# How do I show a sequence is converging by deciding on monotonicity anf boundness?

1. Homework Statement [/b

I want to see if a sequence converges by deciding on monotonicity and boundness.
The sequence is:

an=(n+1)/(2n+1)

How to I go about determining if it converges or not based on those two factors? I am lost on how to go about it.
THanks for any help

## The Attempt at a Solution

jbunniii
Homework Helper
Gold Member
Well, is the sequence monotone? Is it bounded? What have you tried so far?

I have tried to check on monotonicity:
(a(n+1)/an)=(2n^2+5n+2)/(2n^2 +5n +3) then multiplying by 1/n^2, I get 1 for the limit so the sequence is evnetually increasing. However, I'm not completely sure that's right and I don't know how to go about boundness

jbunniii
Homework Helper
Gold Member
$$\frac{a_{n+1}}{a_n} = \frac{2n^2 + 5n + 2}{2n^2 + 5n + 3}$$
is correct. Which is larger, the numerator or the denominator?

oops, the denom is bigger so the sequence is eventually decreasing. Thanks!
How would you go about showing boundness?
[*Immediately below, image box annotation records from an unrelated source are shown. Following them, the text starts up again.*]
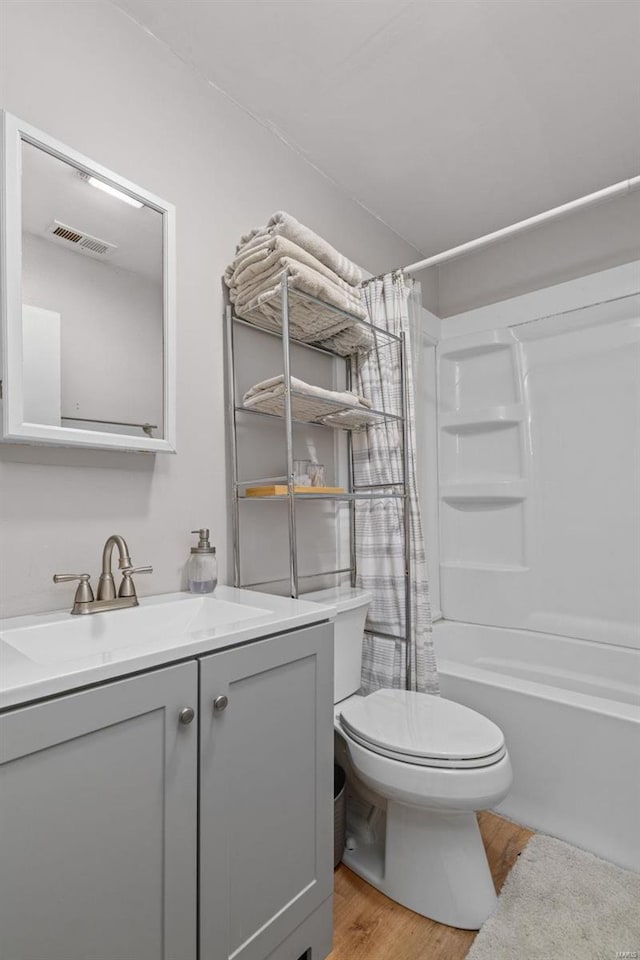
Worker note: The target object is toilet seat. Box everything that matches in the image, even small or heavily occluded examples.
[340,690,506,770]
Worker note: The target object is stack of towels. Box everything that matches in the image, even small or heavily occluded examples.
[224,212,373,356]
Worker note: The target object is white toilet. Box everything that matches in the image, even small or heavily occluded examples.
[304,587,512,930]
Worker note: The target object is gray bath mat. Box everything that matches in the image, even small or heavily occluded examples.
[467,835,640,960]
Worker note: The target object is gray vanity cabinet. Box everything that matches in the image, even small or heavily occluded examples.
[0,661,198,960]
[200,624,333,960]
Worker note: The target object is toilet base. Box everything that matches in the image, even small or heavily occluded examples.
[342,784,497,930]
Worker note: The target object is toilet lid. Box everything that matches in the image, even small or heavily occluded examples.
[340,690,506,767]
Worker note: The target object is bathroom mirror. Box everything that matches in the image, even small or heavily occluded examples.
[1,113,175,453]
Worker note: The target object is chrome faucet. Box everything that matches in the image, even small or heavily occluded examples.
[53,533,153,614]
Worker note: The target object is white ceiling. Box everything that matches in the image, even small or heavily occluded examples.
[114,0,640,255]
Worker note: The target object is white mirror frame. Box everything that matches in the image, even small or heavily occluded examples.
[0,111,176,453]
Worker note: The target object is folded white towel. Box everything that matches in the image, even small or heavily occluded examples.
[236,211,362,285]
[242,373,371,408]
[230,257,367,318]
[224,236,360,301]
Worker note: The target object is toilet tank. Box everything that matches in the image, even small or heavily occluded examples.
[300,587,371,703]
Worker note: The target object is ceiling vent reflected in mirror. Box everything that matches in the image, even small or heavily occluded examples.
[47,220,118,259]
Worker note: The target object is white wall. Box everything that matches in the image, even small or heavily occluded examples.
[418,189,640,316]
[0,0,418,616]
[22,233,163,437]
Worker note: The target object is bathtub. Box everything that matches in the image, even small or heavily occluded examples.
[433,620,640,871]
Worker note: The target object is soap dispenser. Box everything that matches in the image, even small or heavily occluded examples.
[187,528,218,593]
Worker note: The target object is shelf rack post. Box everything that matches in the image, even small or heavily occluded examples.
[281,270,298,598]
[400,330,413,690]
[346,357,356,587]
[225,304,241,587]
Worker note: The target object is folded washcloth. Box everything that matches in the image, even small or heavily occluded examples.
[236,211,362,286]
[242,374,371,409]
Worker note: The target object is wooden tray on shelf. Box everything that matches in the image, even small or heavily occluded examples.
[245,483,345,497]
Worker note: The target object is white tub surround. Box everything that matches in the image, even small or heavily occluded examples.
[434,621,640,870]
[0,586,335,709]
[438,264,640,652]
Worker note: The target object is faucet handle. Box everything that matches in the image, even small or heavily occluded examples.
[53,573,93,613]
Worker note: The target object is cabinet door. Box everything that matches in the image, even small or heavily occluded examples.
[200,624,333,960]
[0,661,198,960]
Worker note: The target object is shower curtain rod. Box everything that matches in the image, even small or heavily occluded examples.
[394,177,640,273]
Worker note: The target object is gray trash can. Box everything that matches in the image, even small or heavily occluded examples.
[333,763,347,870]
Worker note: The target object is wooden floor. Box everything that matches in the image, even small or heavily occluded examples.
[327,812,533,960]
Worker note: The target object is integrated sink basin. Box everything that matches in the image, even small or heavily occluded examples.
[0,591,273,665]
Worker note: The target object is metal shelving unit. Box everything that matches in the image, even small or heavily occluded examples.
[226,273,411,676]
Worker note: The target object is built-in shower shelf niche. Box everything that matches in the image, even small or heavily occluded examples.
[440,491,526,570]
[439,330,521,410]
[440,480,528,509]
[438,329,529,587]
[440,560,530,573]
[440,403,524,433]
[440,329,516,361]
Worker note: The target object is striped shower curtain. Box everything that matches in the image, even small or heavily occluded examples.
[353,274,439,694]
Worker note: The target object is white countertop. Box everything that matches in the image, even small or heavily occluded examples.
[0,586,335,709]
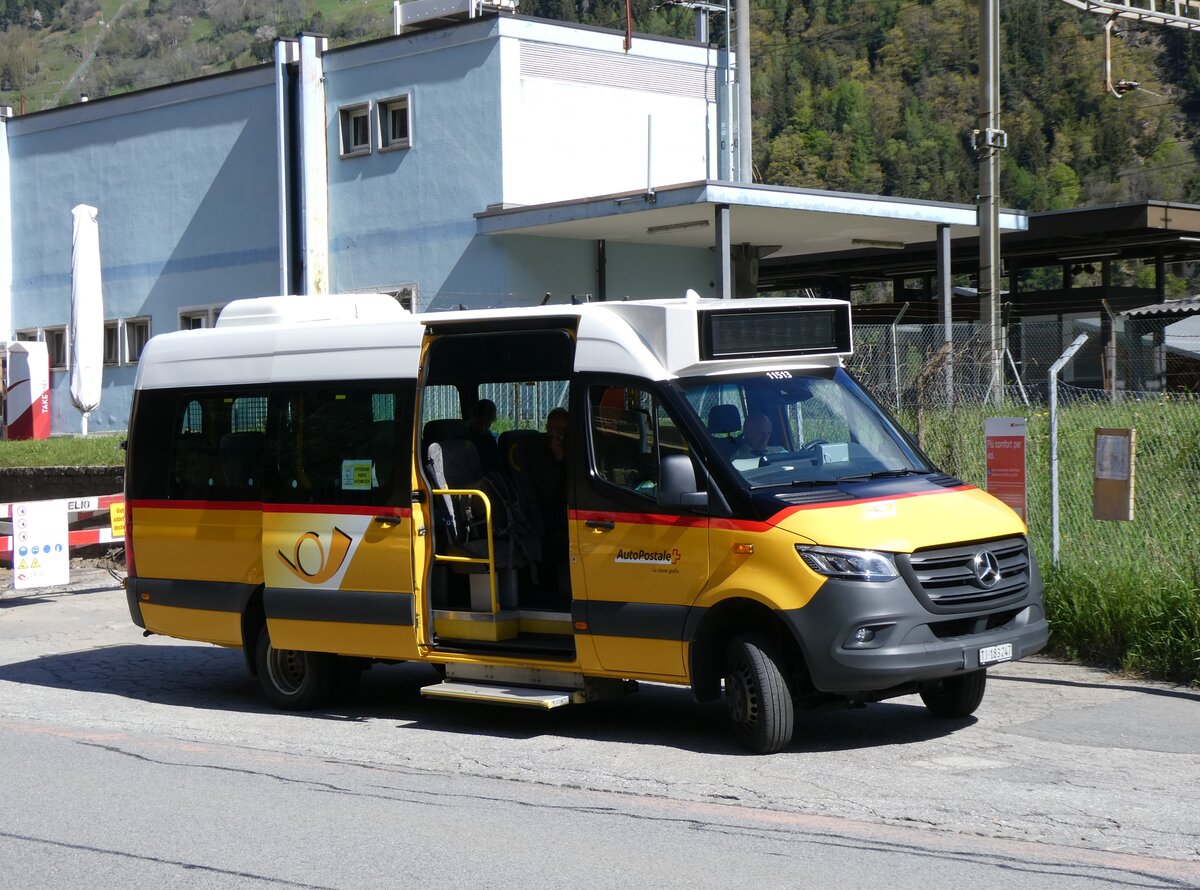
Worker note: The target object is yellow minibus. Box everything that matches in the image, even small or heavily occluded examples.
[126,294,1048,753]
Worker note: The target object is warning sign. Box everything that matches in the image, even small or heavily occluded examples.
[12,500,71,590]
[108,500,125,539]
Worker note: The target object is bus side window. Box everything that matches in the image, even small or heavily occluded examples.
[268,383,412,506]
[589,386,659,495]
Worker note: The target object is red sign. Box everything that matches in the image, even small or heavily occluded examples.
[983,417,1028,522]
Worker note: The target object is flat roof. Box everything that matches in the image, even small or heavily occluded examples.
[760,200,1200,288]
[475,180,1028,258]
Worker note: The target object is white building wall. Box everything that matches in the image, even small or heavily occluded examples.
[503,23,716,205]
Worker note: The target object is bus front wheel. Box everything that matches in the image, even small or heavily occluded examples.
[254,627,337,711]
[725,633,794,754]
[920,670,988,717]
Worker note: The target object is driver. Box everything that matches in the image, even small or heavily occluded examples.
[732,411,785,459]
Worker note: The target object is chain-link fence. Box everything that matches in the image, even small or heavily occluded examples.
[847,318,1200,583]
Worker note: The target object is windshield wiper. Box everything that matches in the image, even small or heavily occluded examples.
[838,469,932,482]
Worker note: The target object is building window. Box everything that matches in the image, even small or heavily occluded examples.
[125,318,150,365]
[338,103,371,157]
[104,321,121,365]
[46,327,67,369]
[379,95,413,151]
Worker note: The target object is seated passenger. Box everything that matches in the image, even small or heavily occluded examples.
[731,411,785,461]
[463,398,503,473]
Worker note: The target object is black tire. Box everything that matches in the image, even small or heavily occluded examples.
[920,670,988,717]
[725,633,794,754]
[254,627,338,711]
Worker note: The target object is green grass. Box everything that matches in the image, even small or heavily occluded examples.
[0,433,125,467]
[901,399,1200,686]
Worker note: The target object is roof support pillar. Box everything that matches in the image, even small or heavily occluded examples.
[0,106,12,339]
[713,204,733,300]
[299,34,329,294]
[596,237,608,301]
[937,223,954,407]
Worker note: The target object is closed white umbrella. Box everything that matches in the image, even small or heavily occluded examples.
[71,204,104,435]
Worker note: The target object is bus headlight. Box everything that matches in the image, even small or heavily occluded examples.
[796,543,899,581]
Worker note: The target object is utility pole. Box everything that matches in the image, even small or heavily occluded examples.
[974,0,1008,402]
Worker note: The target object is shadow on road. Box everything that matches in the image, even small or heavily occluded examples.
[988,674,1200,702]
[0,644,976,754]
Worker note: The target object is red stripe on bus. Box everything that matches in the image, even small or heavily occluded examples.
[568,510,708,528]
[570,485,974,531]
[130,500,413,519]
[128,499,263,511]
[263,504,413,519]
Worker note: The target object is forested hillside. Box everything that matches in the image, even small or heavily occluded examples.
[0,0,1200,210]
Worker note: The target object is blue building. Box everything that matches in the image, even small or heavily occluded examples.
[0,14,1024,433]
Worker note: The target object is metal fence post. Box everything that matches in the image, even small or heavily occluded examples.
[892,303,908,414]
[1049,333,1087,566]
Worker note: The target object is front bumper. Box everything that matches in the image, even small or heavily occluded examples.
[782,569,1049,694]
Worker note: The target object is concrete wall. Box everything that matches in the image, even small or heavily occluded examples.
[325,19,508,308]
[7,67,280,433]
[0,17,715,433]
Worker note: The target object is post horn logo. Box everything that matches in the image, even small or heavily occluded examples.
[276,525,352,584]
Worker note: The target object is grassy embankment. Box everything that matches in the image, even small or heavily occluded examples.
[904,401,1200,685]
[0,434,125,467]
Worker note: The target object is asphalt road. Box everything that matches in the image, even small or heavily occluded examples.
[0,570,1200,890]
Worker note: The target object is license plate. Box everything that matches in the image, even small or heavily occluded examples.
[979,643,1013,666]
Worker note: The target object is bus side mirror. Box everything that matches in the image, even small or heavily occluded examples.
[658,455,708,510]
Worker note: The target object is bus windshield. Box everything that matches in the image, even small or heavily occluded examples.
[679,368,934,488]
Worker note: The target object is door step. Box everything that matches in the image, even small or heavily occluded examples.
[421,680,586,709]
[421,665,637,709]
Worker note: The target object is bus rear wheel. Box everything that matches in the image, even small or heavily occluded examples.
[725,633,794,754]
[254,627,337,711]
[920,670,988,717]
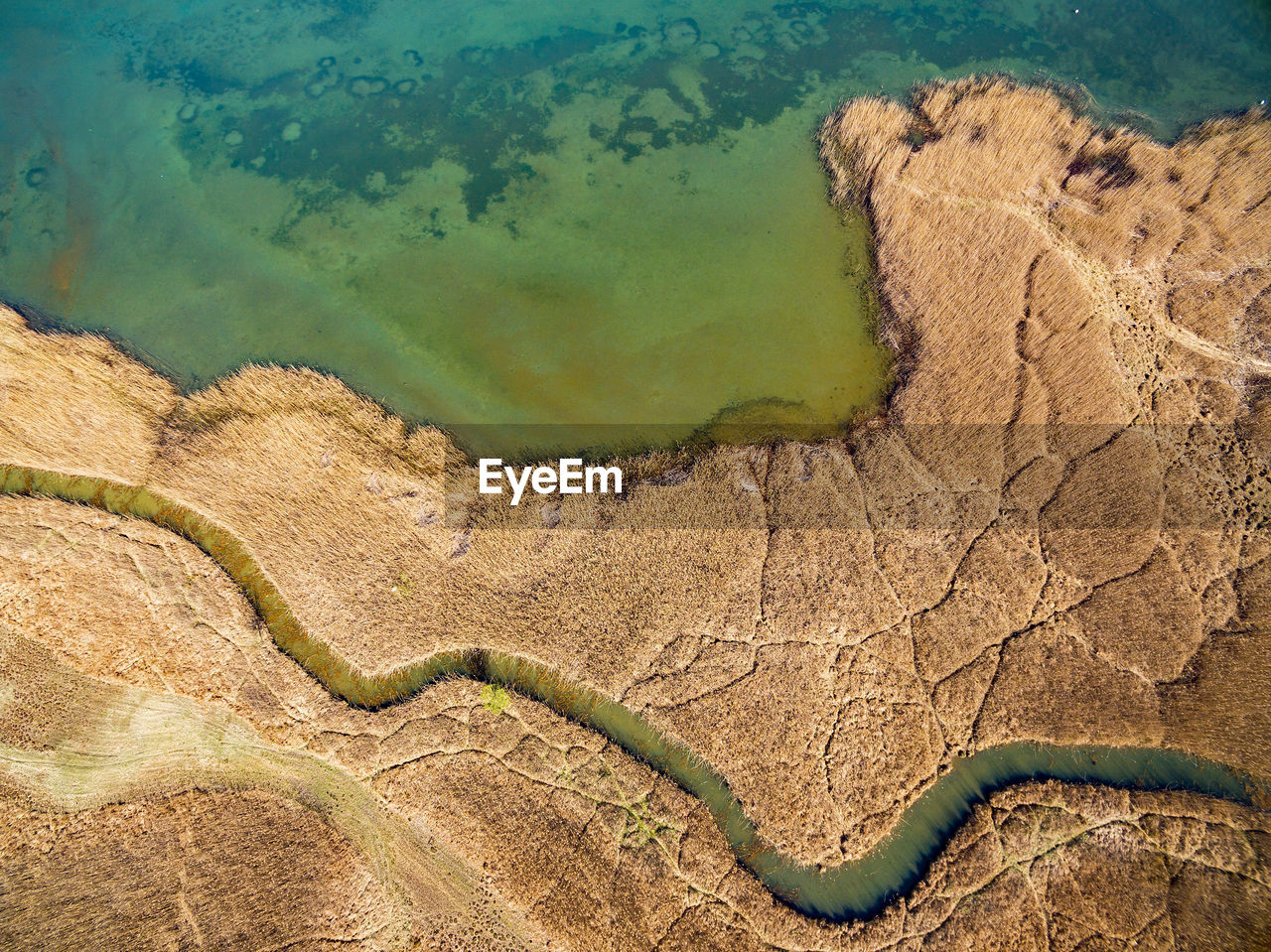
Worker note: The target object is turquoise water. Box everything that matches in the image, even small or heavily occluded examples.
[0,0,1271,454]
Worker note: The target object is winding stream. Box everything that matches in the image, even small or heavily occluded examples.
[0,464,1271,920]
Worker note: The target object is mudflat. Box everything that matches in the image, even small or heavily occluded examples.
[0,78,1271,947]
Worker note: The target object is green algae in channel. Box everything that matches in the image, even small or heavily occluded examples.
[0,0,1271,457]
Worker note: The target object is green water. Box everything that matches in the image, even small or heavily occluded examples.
[0,0,1271,454]
[0,466,1271,920]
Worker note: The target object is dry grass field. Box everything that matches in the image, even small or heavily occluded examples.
[0,78,1271,949]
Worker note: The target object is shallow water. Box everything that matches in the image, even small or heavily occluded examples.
[0,0,1271,455]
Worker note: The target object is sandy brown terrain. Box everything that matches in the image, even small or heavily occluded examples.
[0,80,1271,948]
[0,498,1271,949]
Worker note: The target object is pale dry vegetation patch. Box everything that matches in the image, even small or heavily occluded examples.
[0,80,1271,894]
[0,498,1271,952]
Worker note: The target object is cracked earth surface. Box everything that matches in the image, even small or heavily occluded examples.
[0,81,1271,948]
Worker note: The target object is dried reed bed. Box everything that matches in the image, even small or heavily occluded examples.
[0,492,1268,951]
[0,78,1271,863]
[0,630,540,952]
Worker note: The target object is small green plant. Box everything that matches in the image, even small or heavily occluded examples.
[390,572,414,599]
[481,684,512,715]
[618,797,680,849]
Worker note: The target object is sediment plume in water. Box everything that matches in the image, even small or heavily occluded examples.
[0,80,1271,944]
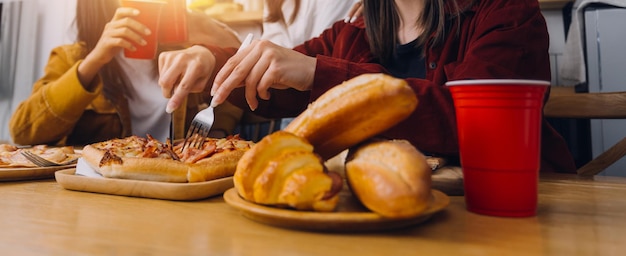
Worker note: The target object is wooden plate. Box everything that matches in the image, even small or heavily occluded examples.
[224,188,450,232]
[0,164,76,181]
[55,168,233,201]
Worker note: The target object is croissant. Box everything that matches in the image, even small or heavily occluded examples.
[233,131,343,211]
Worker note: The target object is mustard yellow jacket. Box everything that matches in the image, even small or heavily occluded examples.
[9,43,242,145]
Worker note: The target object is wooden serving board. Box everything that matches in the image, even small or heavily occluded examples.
[55,168,233,201]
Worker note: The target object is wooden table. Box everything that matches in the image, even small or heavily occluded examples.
[0,175,626,255]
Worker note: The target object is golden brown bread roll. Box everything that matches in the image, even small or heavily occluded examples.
[284,74,418,160]
[346,140,431,218]
[233,131,342,211]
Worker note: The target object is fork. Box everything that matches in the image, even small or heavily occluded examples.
[182,33,254,151]
[20,150,78,167]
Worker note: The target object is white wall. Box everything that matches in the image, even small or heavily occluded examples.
[0,0,73,141]
[30,0,75,79]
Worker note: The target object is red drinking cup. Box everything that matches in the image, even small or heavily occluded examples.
[446,79,550,217]
[159,0,187,44]
[122,0,166,60]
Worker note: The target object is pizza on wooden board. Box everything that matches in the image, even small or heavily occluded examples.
[82,135,254,182]
[0,144,80,168]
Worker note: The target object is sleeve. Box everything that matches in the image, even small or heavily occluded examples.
[9,47,102,145]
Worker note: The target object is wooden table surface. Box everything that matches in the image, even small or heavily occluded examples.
[0,172,626,255]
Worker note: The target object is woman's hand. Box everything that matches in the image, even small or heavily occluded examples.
[159,45,215,113]
[78,7,153,90]
[211,40,317,110]
[83,7,151,67]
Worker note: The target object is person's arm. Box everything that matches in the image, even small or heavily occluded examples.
[9,44,102,145]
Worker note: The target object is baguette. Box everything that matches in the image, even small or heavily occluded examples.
[346,140,431,218]
[284,74,418,160]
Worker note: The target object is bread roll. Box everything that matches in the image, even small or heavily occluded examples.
[346,140,431,218]
[233,131,342,211]
[284,74,418,160]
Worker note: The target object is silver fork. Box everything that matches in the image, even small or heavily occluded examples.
[182,33,254,151]
[20,150,78,167]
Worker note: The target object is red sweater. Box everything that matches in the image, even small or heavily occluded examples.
[210,0,576,172]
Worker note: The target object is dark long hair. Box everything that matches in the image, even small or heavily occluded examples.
[265,0,300,24]
[74,0,128,103]
[362,0,462,63]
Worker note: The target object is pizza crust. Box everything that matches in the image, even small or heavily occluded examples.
[83,137,251,183]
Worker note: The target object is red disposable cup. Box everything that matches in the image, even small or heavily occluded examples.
[122,0,166,59]
[159,0,187,44]
[446,79,550,217]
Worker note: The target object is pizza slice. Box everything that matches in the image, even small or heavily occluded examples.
[0,144,80,168]
[83,135,254,182]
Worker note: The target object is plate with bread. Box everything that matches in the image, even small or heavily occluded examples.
[224,74,449,232]
[0,144,81,181]
[224,188,450,232]
[55,135,254,201]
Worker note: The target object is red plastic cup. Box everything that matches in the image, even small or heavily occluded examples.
[122,0,166,60]
[446,79,550,217]
[159,0,187,44]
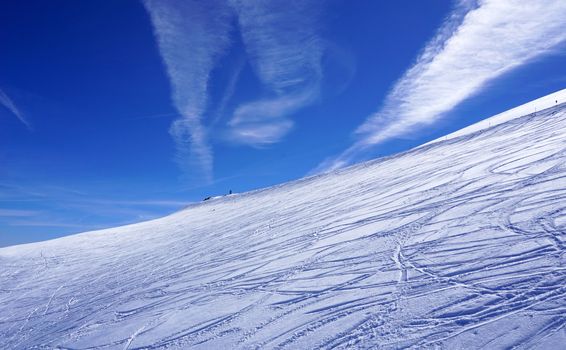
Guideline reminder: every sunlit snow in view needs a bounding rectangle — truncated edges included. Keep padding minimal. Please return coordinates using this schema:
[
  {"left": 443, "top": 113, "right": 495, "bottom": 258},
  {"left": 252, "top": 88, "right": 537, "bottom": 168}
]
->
[{"left": 0, "top": 92, "right": 566, "bottom": 349}]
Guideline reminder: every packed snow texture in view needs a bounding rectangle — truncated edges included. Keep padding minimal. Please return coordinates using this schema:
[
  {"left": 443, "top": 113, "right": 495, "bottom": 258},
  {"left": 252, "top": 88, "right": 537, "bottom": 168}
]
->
[{"left": 0, "top": 97, "right": 566, "bottom": 349}]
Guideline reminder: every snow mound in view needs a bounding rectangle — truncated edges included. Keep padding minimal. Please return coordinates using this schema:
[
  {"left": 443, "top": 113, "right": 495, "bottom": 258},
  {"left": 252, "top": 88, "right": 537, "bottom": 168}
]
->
[{"left": 0, "top": 91, "right": 566, "bottom": 349}]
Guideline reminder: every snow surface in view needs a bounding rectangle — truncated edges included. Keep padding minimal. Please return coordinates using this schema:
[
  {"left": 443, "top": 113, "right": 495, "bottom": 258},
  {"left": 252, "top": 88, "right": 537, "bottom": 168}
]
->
[{"left": 0, "top": 97, "right": 566, "bottom": 349}]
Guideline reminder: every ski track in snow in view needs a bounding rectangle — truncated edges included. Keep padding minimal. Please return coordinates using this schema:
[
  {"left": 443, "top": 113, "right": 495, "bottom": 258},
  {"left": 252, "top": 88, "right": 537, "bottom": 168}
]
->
[{"left": 0, "top": 104, "right": 566, "bottom": 350}]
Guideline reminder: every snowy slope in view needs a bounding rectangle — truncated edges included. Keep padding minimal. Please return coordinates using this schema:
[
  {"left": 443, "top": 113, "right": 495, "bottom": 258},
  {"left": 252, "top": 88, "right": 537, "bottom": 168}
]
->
[{"left": 0, "top": 97, "right": 566, "bottom": 349}]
I have the monotonicity for a couple of problems but don't know how to go about boundness. The one above, n/2^n, 2^n/n! etc....I just need to understand how to determine boundness :/

jbunniii
Homework Helper
Gold Member
oops, the denom is bigger so the sequence is eventually decreasing.
In fact, the denominator is bigger for all $n$ so the sequence is in fact always decreasing, which is even better than eventually decreasing.
How would you go about showing boundness?
Quite similarly.
$$a_n = \frac{n+1}{2n+1}$$
Which is bigger, numerator or denominator?

What does knowing which is bigger in the original problem show about boundness? So the denom being bigger in this case means what?
Thanks for all the help btw!

jbunniii
Homework Helper
Gold Member
What does knowing which is bigger in the original problem show about boundness? So the denom being bigger in this case means what?
Thanks for all the help btw!
If the denominator is bigger, then how does the fraction compare to 1?

HallsofIvy
Homework Helper
I cannot imagine why you think that a limit of 1 would mean the sequence is increasing! Both (n+1)/n, which is a decreasing sequence, and n/(n+1), which is an increasing sequence have limit 1 as n goes to infinity.

The first thing I would do is check a few values- a1= (1+ 1)/(2(1)+ 1)= 2/3, a2= (2+1)/(2(2)+ 1)= 3/5, a3= (3+1)/(2(3)+ 1)= 4/7, it certainly looks like the sequence is decreasing.

We would, then, like to say that an+1< an. Can you prove that ((n+1)+1)/(2(n+1)+1)= (n+2)/(2n+3)< (n+1)/(2n+1)? Since both 2n+ 3 and 2n+1 are positive, we can multiply both sides by (2n+3)(2n+1) to get (2n+1)(n+2)= 2n^2+ 5n+ 2 on one side and (n+1)(2n+3)= 2n^2+ 5n+ 3. It's easy to see which of those is larger!

And if, in fact, the sequence is decreasing, we only need to find a lower bound. And that should be easy! (For all n, both n+1 and 2n+ 1 are positive.)

How do you determine boundeness by comparing the fraction to 1. upper bound, lower bound, etc?

jbunniii
Homework Helper
Gold Member
How do you determine boundeness by comparing the fraction to 1. upper bound, lower bound, etc?
Well, if the fraction is always smaller than 1, then isn't 1 an upper bound?

Can you find a lower bound? This is even easier.

HallsofIvy
Homework Helper
As I pointed out, if the function is decreasing, you only need to worry about a lower bound (an upper bound is the first member of the sequence). Similarly, if a sequence is increasing, its first member is a lower bound so you would only need to show it has an upper bound.

Is that all you do to determine lower boundness? Check is numerator and denom are positive for all n>0 ?
So for a sequence such as n/2^n which is decreasing, you determing lower boundness becasue both n and 2^n are positive for all n>0?

Yeah but for this case, I have to have a lower bound

As I pointed out, if the function is decreasing, you only need to worry about a lower bound (an upper bound is the first member of the sequence). Similarly, if a sequence is increasing, its first member is a lower bound so you would only need to show it has an upper bound.
How do you find an upper bound? Sorry I' m a little new to this and confused

jbunniii
$n$ is always positive, right? What does this imply about the fraction?